UC physicists develop lens-less X-ray microscope

Free from a lens, new X-ray microscope has applicable benefits in the field of nanotechnology, data storage and biological research

By JPOST.COM STAFF
Scientist 311 (photo credit: Marretao22/Wikimedia Commons)
Scientist 311
(photo credit: Marretao22/Wikimedia Commons)
Physicists at the University of California San Diego have developed a new kind of X-ray microscope that can penetrate materials to see details at the scale of one billionth of a meter -- without using a lens.
The images generated from the nanoscale X-ray microscope are by a computer program. In a paper published recently in the online edition of the Proceedings of the National Academy of Sciences, the physicists explain that the algorithm is able to convert the diffraction patterns produced by the X-rays bouncing off the nanoscale structures into resolvable images.
“The mathematics behind this is somewhat complicated,” says Oleg Shpyrko, an assistant professor of physics at UC San Diego who headed the research team. “But what we did is to show that for the first time that we can image magnetic domains with nanometer precision. In other words, we can see magnetic structure at the nanoscale level without using any lenses.”
Not only does this development eliminate the complexity of using a lens, it is also immediately applicable to nanoscience and nanotechnology.

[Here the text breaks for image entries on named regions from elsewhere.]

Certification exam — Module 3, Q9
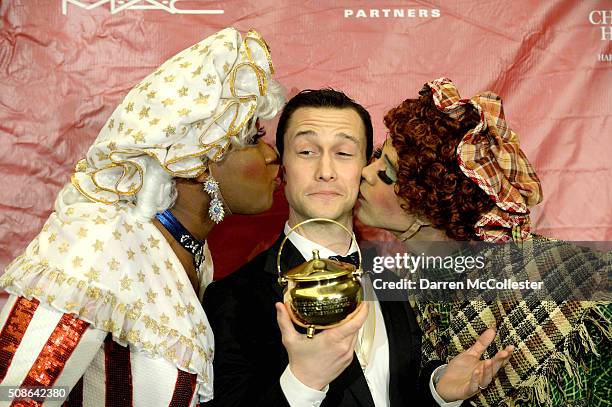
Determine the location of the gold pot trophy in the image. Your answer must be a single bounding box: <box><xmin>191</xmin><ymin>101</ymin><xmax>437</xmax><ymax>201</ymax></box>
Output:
<box><xmin>276</xmin><ymin>218</ymin><xmax>363</xmax><ymax>338</ymax></box>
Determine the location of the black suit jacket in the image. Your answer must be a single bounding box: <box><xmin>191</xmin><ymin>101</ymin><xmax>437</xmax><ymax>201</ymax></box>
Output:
<box><xmin>204</xmin><ymin>235</ymin><xmax>437</xmax><ymax>407</ymax></box>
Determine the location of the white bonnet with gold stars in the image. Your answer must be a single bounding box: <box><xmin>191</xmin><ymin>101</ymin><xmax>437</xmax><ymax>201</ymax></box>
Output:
<box><xmin>72</xmin><ymin>28</ymin><xmax>282</xmax><ymax>204</ymax></box>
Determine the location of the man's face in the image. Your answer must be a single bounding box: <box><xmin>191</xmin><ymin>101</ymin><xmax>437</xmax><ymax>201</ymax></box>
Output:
<box><xmin>283</xmin><ymin>107</ymin><xmax>366</xmax><ymax>223</ymax></box>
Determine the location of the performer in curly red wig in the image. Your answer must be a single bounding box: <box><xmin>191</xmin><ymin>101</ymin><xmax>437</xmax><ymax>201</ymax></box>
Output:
<box><xmin>357</xmin><ymin>78</ymin><xmax>612</xmax><ymax>406</ymax></box>
<box><xmin>385</xmin><ymin>90</ymin><xmax>495</xmax><ymax>240</ymax></box>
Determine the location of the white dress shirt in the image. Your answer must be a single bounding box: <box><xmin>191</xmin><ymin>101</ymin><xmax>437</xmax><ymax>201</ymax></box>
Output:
<box><xmin>280</xmin><ymin>223</ymin><xmax>462</xmax><ymax>407</ymax></box>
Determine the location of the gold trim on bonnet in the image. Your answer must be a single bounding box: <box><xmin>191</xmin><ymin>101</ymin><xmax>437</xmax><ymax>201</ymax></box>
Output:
<box><xmin>71</xmin><ymin>30</ymin><xmax>274</xmax><ymax>204</ymax></box>
<box><xmin>244</xmin><ymin>28</ymin><xmax>275</xmax><ymax>75</ymax></box>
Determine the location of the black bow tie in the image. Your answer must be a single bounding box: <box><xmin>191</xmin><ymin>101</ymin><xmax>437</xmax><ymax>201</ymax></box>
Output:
<box><xmin>329</xmin><ymin>252</ymin><xmax>359</xmax><ymax>267</ymax></box>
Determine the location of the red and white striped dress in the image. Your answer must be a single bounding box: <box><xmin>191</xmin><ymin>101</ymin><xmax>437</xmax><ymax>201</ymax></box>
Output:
<box><xmin>0</xmin><ymin>203</ymin><xmax>214</xmax><ymax>407</ymax></box>
<box><xmin>0</xmin><ymin>295</ymin><xmax>203</xmax><ymax>407</ymax></box>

“To advance nanoscience and nanotechnology, we have to be able to understand how materials behave at the nanoscale,” says Shpyrko. “We want to be able to make materials in a controlled fashion to build magnetic devices for data storage or, in biology or chemistry, to be able to manipulate matter at nanoscale. And in order to do that we have to be able to see at nanoscale. This technique allows you to do that. It allows you to look into materials with X-rays and see details at the nanoscale.”Other applications that could benefit from this microscope is allowing computer engineers to put more data into smaller hard drives. And there may be biological uses, Shpyrko explains.
“By tuning the X-ray energy, we can also use the technique to look at different elements within materials, which is very important in chemistry,” he added. “In biology, it can be used to image viruses, cells and different kinds of tissues with a spatial resolution that is better than resolution available using visible light.”